2 Corinthians 4:13-14 features a piece of Paul's own commentary on his apostolic ministry. After highlighting the sufferings wrapped up in his ministry (2 Corinthians 4:8-10), he quotes a portion of Psalm 116 and identifies himself as having the same "spirit of faith."
This "spirit of faith" is explained by Paul in verse 14 as hope in the resurrection and is confirmed in the context of Psalm 116—which also includes suffering (Psalm 116:3-4) and psalter-fashioned resurrection language (Psalm 116:8-9). A paraphrase of Paul's thought would be something like:
Yes, a great deal of hardship accompanies our ministry to you. But our ministry is in the same spirit as Psalm 116. In the midst of his suffering, the psalmist hoped in the resurrection and so do we. We know that just as God raised up Jesus from the dead he will raise us up, too, and he will bring us together into his presence.
This all leads to 2 Corinthians 4:15. Verse 15 begins as a ground to Paul's ministry—"For it is all for your sake"—and then moves to the purpose: "so that as grace extends to more and more people it may increase thanksgiving, to the glory of God."
In one verse we go from the lofty clouds of Paul's psalmist-shared, resurrection-envisioning ministry to the pavement of people who are grateful for the gospel. The connection between the clouds and the pavement is purpose. And the purpose is thanksgiving.
Beneath the banner of this purpose there is the insertion of "grace extending to more and more." Paul says that when people hear the gospel it results in thanksgiving. When more and more people hear the gospel it results in the increase of thanksgiving.
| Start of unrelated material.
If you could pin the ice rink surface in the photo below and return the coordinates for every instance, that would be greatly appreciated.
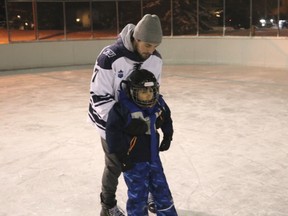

This is the purpose for why Paul does what he does.
So then, some 1,955 years later, our thanksgiving for the gospel is fulfilling the Apostle Paul's ministry aim.
Today as we gather for Thanksgiving, let us gather in thanksgiving specifically for the grace that has been extended to us. And let us remember that our thanksgiving realizes the Apostle's goal, to the glory of God.